Por: Adriana Brandão, Daniel Santini e Rafael Grohmann | Crédito Foto: Sesc Paraná
Nos últimos anos, o Brasil avançou de maneira significativa na construção de novas formas de organização social e econômica baseadas em tecnologia, solidariedade e cooperação. Cresceu e chama a atenção o número de organizações sociais, cooperativas e instituições que buscam estruturar processos produtivos e iniciativas digitais a partir do fortalecimento de bens comuns por meio de políticas e ações colaborativas, e não apenas em função do lucro. Trata-se de uma mobilização coletiva com potencial de transformar relações de trabalho e influenciar na formulação de políticas públicas em um movimento que abre caminho para rever os modelos das plataformas tradicionais, marcados pela precarização e falta de regulamentação. Se na década passada ganhou força a ideia de Cooperativismo de Plataforma, baseada no livro homônimo deT rebor Scholz, hoje já é possível falar em Economia Solidária Digital.

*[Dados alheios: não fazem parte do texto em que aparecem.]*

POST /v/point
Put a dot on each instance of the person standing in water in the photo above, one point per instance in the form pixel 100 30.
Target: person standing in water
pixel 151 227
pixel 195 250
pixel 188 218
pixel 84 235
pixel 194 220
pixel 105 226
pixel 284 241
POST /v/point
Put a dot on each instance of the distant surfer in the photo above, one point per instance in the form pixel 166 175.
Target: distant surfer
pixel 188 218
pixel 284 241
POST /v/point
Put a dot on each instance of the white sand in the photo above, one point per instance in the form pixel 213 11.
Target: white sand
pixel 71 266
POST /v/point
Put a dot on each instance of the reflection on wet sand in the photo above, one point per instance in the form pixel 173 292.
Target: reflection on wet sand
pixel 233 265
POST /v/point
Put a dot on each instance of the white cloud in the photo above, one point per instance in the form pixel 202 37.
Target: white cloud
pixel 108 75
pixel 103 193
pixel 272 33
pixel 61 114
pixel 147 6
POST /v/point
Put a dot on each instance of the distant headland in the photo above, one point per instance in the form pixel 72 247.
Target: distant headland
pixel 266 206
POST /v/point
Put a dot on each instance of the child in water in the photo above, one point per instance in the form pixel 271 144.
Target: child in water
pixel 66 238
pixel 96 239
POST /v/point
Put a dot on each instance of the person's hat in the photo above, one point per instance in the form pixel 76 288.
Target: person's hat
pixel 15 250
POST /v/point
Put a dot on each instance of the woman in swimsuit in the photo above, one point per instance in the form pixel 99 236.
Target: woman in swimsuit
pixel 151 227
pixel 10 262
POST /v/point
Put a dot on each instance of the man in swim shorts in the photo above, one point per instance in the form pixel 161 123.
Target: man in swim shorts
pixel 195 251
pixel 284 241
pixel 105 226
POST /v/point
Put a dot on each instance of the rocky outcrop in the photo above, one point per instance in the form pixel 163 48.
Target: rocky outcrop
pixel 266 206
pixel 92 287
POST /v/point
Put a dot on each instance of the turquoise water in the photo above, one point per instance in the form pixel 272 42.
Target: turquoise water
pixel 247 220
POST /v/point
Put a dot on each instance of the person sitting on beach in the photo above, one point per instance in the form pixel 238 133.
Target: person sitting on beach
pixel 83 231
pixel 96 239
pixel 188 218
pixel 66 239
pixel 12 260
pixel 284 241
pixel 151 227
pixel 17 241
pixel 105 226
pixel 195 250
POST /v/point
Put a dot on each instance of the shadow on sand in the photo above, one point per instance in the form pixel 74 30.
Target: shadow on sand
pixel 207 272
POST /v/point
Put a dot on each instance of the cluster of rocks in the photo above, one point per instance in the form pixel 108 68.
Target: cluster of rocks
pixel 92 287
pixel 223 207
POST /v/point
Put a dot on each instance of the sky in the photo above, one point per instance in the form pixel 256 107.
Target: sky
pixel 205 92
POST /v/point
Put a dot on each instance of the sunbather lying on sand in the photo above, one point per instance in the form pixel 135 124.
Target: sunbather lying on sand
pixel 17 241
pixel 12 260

O conceito é relativamente novo e está apresentado em detalhes no livro Economia Solidária Digital: Caminhos para potencializar políticas e ações baseadas em cooperação e solidariedade, de Emanuele Rubim e Lucas Milanez. A obra é fruto de uma nova parceria entre DigiLabour, a Fundação Rosa Luxemburgo e da Secretaria Nacional de Economia Popular e Solidária do Ministério doT rabalho e Emprego.

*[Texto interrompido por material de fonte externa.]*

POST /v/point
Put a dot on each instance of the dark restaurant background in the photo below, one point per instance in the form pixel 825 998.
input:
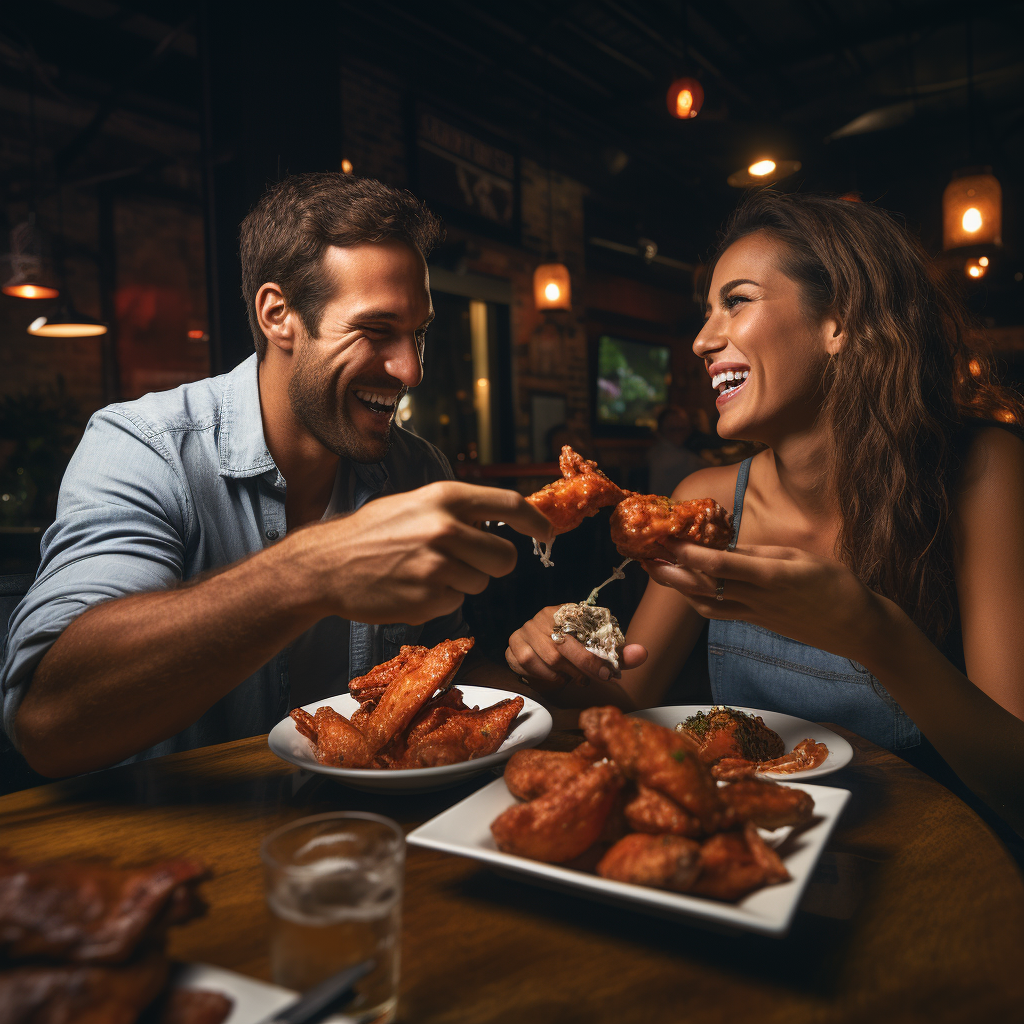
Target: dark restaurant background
pixel 135 135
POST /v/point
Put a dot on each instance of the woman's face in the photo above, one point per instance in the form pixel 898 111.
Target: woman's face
pixel 759 330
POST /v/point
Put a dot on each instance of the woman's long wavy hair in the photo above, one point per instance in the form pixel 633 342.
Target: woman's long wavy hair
pixel 897 396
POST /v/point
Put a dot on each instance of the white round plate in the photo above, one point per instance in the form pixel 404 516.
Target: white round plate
pixel 793 730
pixel 532 725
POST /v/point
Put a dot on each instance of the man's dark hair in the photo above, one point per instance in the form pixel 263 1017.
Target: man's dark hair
pixel 286 235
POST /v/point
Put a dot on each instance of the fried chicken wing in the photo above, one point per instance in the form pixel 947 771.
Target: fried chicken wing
pixel 530 773
pixel 641 522
pixel 657 758
pixel 377 678
pixel 91 912
pixel 653 812
pixel 660 861
pixel 336 740
pixel 409 692
pixel 767 804
pixel 462 735
pixel 582 492
pixel 562 823
pixel 83 993
pixel 734 863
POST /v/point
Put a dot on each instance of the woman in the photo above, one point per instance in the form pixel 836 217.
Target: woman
pixel 878 573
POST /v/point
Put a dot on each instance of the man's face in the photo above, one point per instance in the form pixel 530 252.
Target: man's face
pixel 346 384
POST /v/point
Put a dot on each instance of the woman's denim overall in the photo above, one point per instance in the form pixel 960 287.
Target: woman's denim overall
pixel 752 667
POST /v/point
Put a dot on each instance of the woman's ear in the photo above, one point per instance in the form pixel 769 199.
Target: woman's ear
pixel 834 337
pixel 276 320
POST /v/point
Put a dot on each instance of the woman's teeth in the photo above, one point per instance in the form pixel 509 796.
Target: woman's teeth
pixel 379 402
pixel 729 380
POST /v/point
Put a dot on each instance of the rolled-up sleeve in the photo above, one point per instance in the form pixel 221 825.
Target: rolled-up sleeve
pixel 123 520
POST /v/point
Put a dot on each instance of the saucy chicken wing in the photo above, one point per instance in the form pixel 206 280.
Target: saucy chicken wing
pixel 659 759
pixel 530 773
pixel 582 492
pixel 653 812
pixel 659 861
pixel 767 804
pixel 641 522
pixel 562 823
pixel 734 863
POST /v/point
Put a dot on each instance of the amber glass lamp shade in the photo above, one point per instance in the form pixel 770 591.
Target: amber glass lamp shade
pixel 552 289
pixel 972 212
pixel 685 98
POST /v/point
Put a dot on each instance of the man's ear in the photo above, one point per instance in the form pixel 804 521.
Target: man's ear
pixel 835 337
pixel 278 321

A publicação ficou pronta em agosto, com dois lançamentos iniciais planejados com acesso livre e distribuição gratuita de exemplares. Primeiro, um pré-lançamento na Festa Literária Pirata das Editoras Independentes (Flipei), no sábado, 3 de agosto, das 17h30 às 19h30, na Central 1926, que fica na Praça da Bandeira, 137, Bixiga, São Paulo (SP). Depois, um lançamento oficial em 14 de agosto, às 16h, na biblioteca da Escola Nacional de Administração Pública (ENAP), em Brasília (DF). A versão digital da publicação está disponível de maneira aberta no site da Fundação Rosa Luxemburgo.
Economia Solidária Digital
O conceito, conforme mencionado, é relativamente novo, mas é tão potente que já se alastrou de maneira significativa. Parte de uma definição para além da plataforma como mero instrumento tecnológico. Calçada em tradições latino-americanas de Economia Solidária, onde o Brasil tem um histórico respeitável, e em princípios de cultura livre, onde entram software livre, licenças abertas e construção de conhecimento de maneira colaborativa, a perspectiva envolve a criação e aprimoramento de processos coletivos fundamentados na solidariedade. Tudo potencializado pelo uso de ferramentas digitais que ampliam a possibilidade de comunicação e interação, fortalecendo alianças e articulações.

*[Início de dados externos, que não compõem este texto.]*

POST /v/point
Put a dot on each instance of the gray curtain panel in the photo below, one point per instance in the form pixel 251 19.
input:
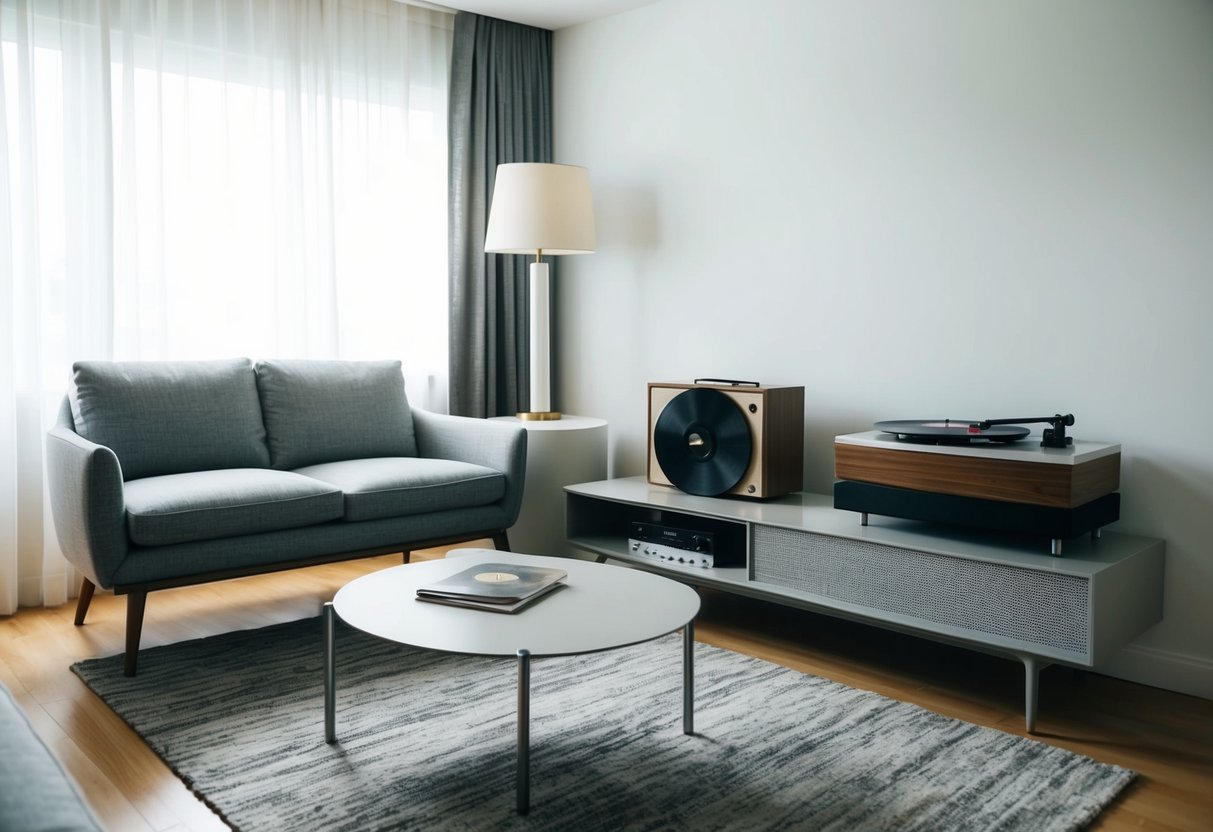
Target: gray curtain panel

Se antes, a prioridade era a organização dos trabalhadores por aplicativos em cooperativas de plataforma, agora cabe imaginar territórios inteiros conectados por tecnologias digitais que melhor organizam demandas por produtos e serviços, orientando as cooperativas locais na focalização da sua produção. A Economia Solidária Digital é um campo de possibilidades que se abre a partir da percepção dos infinitos recursos de organização das relações de produção e consumo que foram colocados pela tecnologia digital. Ampliam-se as experiências de uso da tecnologia digital para atender às demandas das classes populares, evidenciando a dimensão política dessa agenda.
Afinal, a administração pública não pode se limitar a regular o trabalho por plataformas. É preciso imaginar e construir alternativas à dependência das plataformas multinacionais, pensar em desenvolvimento local e em soberania digital. Justamente pelo histórico de políticas públicas concretas relacionadas, o país tem tudo para avançar com ideias inovadoras.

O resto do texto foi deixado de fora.